8 months later, you hear yourself again, on iTunes. You’ve been tweaked, edited, tuned, compressed, and EQed to death, but it’s still you. I have taken the liberty of de-DRMing these little clips I downloaded from iTunes this morning so that we can enjoy a little show and tell.
Now… if I seem a little excited about The Cheetah Girls, allow me this one thing: This is the first time in my Disney “Career” where I can actually point to a part of the song and go: “Me.” I’m plain as day. On the HSM stuff I’ve done (on 2 and the upcoming 3) it’s like… “Wait for it… wait for it…. THAT’s ME!” And then people will sorta scratch their heads and go… “Wait… which one was you?” Then I rewind and we play the same scene out 3 or 4 times.
This time, however, you can really hear me.
This first clip was a fun session, because the drive from Thousand Oaks to Brea and back took about 10 times as long as the session itself. The session was for a couple of guys who are hot hot hot right now. Andy Dodds and Adam Watts have songs all over the Disney machine right now, including the tune Switchfoot did for Prince Caspian. We had never met, as the session was booked by someone at Disney, and we hit it off well right away.
I think one of the reasons we hit it off was because I killed the vocal, fast. We were done in 20 minutes flat, like from the first entrance into the booth back to shooting the breeze 20 minutes flat. It’s always a little nerve-racking, as a producer, to meet and work with someone new, and for us, it was cake. We have a bunch of shared experiences (worship leading, etc) and have similar perspectives on CCM vs. Secular music, so we had a good time.
Here’s the result of our wham-bam-thankyou-ma’am session. I’ve edited the track to just include my parts, as not to force you into teen-pop-land longer than normal. This track is called “Feels Like Love,” and I have no idea who the female singer is.

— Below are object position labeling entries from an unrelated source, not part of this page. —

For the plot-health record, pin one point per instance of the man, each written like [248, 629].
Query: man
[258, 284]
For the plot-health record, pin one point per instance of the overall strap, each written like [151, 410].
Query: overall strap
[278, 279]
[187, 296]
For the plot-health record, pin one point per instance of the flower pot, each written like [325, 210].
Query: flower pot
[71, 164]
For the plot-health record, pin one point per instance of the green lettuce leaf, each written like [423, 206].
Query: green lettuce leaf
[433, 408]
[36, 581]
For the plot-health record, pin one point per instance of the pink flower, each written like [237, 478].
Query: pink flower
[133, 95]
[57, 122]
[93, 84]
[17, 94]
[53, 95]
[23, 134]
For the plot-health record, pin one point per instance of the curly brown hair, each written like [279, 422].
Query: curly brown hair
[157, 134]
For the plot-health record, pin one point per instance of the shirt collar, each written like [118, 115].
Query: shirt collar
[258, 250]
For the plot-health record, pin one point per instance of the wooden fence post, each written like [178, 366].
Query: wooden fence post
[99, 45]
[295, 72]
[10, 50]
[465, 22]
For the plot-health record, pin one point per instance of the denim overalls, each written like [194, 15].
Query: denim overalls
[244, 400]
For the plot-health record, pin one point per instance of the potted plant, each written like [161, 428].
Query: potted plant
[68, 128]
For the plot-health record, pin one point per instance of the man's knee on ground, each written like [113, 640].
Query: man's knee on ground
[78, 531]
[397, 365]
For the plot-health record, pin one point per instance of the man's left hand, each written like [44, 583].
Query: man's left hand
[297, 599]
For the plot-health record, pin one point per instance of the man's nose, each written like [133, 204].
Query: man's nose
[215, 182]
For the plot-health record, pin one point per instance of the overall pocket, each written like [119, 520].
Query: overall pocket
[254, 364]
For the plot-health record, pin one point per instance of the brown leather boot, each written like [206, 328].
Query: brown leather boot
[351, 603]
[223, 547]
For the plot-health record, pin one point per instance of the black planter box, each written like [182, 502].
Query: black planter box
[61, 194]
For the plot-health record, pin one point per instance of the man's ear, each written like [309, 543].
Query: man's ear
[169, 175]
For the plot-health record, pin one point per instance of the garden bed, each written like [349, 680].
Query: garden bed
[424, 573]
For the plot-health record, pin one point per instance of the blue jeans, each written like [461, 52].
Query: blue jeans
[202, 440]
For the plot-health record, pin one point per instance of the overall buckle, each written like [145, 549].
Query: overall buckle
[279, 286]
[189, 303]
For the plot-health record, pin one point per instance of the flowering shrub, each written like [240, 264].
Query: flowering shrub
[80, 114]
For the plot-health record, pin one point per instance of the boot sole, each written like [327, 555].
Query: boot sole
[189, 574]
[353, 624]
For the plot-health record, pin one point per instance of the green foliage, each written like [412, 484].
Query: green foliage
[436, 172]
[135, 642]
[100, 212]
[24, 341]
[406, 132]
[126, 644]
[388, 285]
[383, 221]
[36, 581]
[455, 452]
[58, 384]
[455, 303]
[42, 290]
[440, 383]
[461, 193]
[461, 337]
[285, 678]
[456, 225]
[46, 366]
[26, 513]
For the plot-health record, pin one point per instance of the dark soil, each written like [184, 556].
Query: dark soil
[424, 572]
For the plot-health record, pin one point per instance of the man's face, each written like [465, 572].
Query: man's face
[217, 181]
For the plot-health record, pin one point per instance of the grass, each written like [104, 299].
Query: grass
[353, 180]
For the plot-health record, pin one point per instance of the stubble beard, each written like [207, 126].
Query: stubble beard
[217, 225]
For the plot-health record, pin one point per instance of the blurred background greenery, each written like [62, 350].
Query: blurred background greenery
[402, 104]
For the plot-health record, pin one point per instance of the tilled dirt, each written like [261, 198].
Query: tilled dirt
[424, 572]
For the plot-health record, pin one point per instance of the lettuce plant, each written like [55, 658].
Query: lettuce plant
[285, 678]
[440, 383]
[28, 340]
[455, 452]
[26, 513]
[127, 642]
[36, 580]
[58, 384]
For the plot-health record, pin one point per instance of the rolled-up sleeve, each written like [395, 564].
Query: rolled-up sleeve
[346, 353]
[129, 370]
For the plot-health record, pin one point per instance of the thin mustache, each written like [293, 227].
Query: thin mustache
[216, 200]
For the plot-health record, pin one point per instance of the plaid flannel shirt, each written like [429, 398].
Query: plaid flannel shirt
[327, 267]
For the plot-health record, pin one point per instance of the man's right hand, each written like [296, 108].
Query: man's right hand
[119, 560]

The next session was about a week later, with a lady named Kara DioGuardi. Now, I actually don’t get intimidated in sessions very often anymore, but Kara was intimidating. She has a credit list a mile long. She wrote some big hit songs for some big artists. Rich Girl – Gwen Stefani, Pieces of Me – Ashlee Simpson, Ain’t No Other Man – Christina Aguilera. These are big tunes. Hit tunes. Strangely, DioGuardi also wrote the song Home for Katharine McPhee, a song that we (The Dailies Band) did with her last year.

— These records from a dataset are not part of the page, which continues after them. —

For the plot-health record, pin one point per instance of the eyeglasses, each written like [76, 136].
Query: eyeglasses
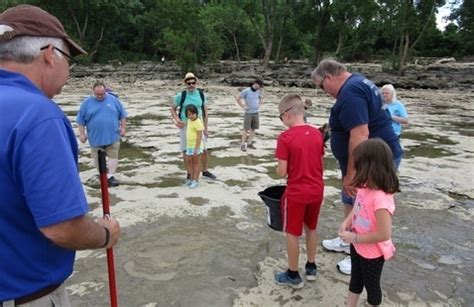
[321, 84]
[281, 114]
[72, 62]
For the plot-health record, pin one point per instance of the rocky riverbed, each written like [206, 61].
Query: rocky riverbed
[211, 247]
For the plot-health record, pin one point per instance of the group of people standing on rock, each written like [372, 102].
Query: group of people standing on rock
[42, 201]
[368, 151]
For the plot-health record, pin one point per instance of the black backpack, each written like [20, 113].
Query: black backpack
[183, 98]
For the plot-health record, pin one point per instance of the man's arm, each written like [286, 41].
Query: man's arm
[82, 133]
[123, 126]
[83, 233]
[358, 134]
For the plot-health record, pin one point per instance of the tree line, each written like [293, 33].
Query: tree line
[200, 31]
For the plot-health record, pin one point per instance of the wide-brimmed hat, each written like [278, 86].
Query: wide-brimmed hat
[189, 76]
[28, 20]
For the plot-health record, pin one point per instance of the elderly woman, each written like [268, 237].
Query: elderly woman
[394, 108]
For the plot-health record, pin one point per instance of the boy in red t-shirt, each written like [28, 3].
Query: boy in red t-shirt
[299, 151]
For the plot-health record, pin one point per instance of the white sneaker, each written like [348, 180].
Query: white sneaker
[337, 245]
[345, 266]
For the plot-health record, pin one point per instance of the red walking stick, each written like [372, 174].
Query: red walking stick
[105, 205]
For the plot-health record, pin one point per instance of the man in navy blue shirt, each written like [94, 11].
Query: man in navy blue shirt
[356, 116]
[43, 209]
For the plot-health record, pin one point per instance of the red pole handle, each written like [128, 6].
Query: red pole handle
[106, 209]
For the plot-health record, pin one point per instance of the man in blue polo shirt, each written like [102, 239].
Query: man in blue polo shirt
[356, 116]
[43, 209]
[105, 119]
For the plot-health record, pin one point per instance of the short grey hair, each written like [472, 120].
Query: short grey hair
[25, 49]
[328, 67]
[391, 89]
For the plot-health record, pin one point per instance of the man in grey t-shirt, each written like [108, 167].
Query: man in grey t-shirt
[253, 100]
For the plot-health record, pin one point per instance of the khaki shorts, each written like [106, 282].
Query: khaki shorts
[251, 121]
[111, 150]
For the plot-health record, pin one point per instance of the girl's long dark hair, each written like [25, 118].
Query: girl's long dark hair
[374, 166]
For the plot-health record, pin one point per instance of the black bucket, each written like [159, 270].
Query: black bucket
[272, 198]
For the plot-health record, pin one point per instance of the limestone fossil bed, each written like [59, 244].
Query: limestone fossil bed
[210, 246]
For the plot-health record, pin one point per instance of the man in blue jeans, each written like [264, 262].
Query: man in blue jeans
[356, 116]
[195, 96]
[105, 119]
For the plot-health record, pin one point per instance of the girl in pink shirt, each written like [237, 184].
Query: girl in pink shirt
[369, 225]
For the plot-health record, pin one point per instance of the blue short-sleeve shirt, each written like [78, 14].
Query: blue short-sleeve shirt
[359, 103]
[398, 109]
[102, 119]
[39, 187]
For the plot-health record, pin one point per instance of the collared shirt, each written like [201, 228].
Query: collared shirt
[39, 187]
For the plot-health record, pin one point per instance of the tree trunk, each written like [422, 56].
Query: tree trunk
[268, 51]
[280, 43]
[237, 52]
[340, 42]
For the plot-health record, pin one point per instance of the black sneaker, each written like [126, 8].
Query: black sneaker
[113, 182]
[209, 175]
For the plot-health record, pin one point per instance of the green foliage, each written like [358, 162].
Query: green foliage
[193, 32]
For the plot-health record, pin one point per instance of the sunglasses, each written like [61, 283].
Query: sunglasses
[281, 114]
[70, 59]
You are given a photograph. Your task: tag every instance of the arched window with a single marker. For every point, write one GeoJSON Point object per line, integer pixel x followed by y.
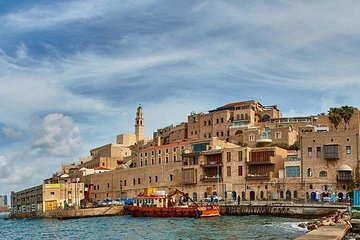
{"type": "Point", "coordinates": [265, 118]}
{"type": "Point", "coordinates": [238, 132]}
{"type": "Point", "coordinates": [309, 172]}
{"type": "Point", "coordinates": [195, 196]}
{"type": "Point", "coordinates": [288, 195]}
{"type": "Point", "coordinates": [252, 195]}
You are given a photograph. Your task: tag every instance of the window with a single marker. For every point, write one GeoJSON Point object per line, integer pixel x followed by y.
{"type": "Point", "coordinates": [318, 152]}
{"type": "Point", "coordinates": [251, 137]}
{"type": "Point", "coordinates": [239, 170]}
{"type": "Point", "coordinates": [292, 171]}
{"type": "Point", "coordinates": [348, 149]}
{"type": "Point", "coordinates": [228, 171]}
{"type": "Point", "coordinates": [331, 151]}
{"type": "Point", "coordinates": [309, 152]}
{"type": "Point", "coordinates": [228, 156]}
{"type": "Point", "coordinates": [240, 156]}
{"type": "Point", "coordinates": [277, 135]}
{"type": "Point", "coordinates": [309, 172]}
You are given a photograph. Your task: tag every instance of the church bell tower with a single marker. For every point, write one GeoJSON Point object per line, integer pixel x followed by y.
{"type": "Point", "coordinates": [139, 124]}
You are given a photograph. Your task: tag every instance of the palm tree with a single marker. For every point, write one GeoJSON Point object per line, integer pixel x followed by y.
{"type": "Point", "coordinates": [346, 114]}
{"type": "Point", "coordinates": [335, 116]}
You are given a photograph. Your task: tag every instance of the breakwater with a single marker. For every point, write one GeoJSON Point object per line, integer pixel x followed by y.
{"type": "Point", "coordinates": [282, 210]}
{"type": "Point", "coordinates": [75, 213]}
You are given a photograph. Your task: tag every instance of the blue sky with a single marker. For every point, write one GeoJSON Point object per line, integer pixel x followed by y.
{"type": "Point", "coordinates": [73, 72]}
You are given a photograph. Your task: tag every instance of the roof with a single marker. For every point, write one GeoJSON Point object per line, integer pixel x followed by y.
{"type": "Point", "coordinates": [345, 168]}
{"type": "Point", "coordinates": [101, 168]}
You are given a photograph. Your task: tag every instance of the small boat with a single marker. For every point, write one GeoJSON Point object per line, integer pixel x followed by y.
{"type": "Point", "coordinates": [158, 204]}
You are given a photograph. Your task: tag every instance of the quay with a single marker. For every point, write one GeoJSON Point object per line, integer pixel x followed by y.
{"type": "Point", "coordinates": [337, 232]}
{"type": "Point", "coordinates": [282, 209]}
{"type": "Point", "coordinates": [75, 213]}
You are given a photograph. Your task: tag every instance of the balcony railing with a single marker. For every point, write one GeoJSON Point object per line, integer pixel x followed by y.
{"type": "Point", "coordinates": [210, 179]}
{"type": "Point", "coordinates": [265, 176]}
{"type": "Point", "coordinates": [344, 178]}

Now, Kara was perfectly pleasant and professional, but it was not the same instant connection that I had with Adam and Andy. A tricked out Range-Rover was outside. She had a Chihuahua in a recording studio. I mean, she was in a joke band with Dave Stewart. This is not my typical gig.

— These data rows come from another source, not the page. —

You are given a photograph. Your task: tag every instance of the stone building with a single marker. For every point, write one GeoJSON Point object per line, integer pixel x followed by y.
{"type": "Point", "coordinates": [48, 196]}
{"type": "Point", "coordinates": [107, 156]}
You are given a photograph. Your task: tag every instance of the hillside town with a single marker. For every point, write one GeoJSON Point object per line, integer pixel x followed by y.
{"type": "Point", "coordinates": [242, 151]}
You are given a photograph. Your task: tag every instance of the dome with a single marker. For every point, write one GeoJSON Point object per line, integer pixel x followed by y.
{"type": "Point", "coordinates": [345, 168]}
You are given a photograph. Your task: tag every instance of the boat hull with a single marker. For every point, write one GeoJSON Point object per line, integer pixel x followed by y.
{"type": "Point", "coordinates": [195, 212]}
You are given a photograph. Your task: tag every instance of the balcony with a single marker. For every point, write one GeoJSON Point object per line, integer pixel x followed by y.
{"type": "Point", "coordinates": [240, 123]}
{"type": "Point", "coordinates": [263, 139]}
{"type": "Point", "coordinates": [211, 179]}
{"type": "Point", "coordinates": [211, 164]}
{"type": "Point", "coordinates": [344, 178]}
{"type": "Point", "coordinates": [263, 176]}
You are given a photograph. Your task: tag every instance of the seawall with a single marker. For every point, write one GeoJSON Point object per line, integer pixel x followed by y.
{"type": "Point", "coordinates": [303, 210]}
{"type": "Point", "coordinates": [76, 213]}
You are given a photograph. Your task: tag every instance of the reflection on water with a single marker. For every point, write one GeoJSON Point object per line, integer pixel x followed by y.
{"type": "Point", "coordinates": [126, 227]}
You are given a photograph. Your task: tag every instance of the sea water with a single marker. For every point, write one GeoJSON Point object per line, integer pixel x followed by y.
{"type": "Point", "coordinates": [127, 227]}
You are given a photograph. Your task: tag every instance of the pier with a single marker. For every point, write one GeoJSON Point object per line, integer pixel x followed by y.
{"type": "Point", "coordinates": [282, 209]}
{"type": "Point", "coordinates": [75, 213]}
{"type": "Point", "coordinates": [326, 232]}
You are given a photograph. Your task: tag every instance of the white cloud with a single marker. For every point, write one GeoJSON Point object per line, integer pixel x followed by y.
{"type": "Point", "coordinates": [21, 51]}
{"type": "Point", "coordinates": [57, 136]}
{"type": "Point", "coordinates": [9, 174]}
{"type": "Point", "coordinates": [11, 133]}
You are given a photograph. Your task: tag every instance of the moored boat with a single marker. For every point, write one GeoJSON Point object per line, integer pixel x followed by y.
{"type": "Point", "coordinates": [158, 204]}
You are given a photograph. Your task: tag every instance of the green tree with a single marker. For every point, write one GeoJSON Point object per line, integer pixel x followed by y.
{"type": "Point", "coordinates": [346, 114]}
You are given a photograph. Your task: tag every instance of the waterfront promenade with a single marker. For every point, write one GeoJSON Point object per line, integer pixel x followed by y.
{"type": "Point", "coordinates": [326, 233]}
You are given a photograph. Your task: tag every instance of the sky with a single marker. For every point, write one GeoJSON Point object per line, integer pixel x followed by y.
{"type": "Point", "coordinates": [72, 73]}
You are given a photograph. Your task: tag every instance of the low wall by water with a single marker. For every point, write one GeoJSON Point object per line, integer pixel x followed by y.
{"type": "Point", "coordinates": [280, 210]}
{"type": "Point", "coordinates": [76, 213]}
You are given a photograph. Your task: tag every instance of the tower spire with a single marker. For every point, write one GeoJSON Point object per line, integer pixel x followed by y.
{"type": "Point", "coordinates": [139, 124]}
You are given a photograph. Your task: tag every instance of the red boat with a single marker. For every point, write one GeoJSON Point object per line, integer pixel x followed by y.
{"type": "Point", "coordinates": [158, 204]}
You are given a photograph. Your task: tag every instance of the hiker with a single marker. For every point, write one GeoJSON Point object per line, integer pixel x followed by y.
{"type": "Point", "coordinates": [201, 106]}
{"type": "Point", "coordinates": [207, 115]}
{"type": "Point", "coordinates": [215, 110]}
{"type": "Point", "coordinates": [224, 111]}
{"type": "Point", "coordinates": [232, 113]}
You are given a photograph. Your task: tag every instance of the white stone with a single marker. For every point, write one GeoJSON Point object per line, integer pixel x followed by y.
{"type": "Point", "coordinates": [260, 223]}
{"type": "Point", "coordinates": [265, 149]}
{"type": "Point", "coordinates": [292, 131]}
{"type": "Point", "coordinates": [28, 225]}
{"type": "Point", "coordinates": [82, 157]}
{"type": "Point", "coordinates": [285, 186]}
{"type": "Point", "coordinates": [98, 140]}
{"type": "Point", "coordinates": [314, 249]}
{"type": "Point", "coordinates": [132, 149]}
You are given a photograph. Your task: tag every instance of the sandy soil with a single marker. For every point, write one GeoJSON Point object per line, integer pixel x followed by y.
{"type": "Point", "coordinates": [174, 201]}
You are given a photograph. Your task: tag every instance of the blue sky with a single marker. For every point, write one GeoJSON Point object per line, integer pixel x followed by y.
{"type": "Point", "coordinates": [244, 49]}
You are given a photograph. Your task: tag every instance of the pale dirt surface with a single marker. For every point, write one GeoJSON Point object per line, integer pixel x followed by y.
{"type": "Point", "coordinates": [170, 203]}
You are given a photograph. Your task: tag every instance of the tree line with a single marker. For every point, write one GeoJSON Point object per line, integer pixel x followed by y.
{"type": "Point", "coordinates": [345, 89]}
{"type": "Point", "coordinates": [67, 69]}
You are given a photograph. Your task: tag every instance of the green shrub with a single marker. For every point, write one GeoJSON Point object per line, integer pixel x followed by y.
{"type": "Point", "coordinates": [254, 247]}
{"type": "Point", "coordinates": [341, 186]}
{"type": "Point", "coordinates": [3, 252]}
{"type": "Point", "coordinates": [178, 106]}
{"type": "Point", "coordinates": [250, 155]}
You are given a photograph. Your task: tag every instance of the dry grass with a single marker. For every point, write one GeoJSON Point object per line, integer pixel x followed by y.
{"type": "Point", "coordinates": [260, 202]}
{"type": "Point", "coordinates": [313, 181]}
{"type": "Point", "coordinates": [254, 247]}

However, everything went well. I think the thing I’m stoked about on this one is how cool the chorus sounds that I’m on, and it’s all me. The way I edited this is as follows: you’ll hear the first chorus, without me, and then I come in halfway through the verse with the lyric “My Girl is a Drama Queen…” at 0:38 in. Then the whole 2nd chorus is all me, a quad stack on the lead and a quad stack on the low harmony part.
So, here’s the thing. I feel like the whole energy of the track lifts up when I come in. As a singer, that’s my reward. You can edit, tune, EQ, tweak, push, pull, but at the end of the day, if you can’t make it hot, it’s only gonna get so-so in the final mix. I feel like, cheesy as they are, these little tunes are gonna serve me well representing my voice on a major product to future clients, illustrating the difference of what I can bring to the picture vs. a typical session singer.
So, it’s an aok day for me. :) Thanks for indulging my show and tell.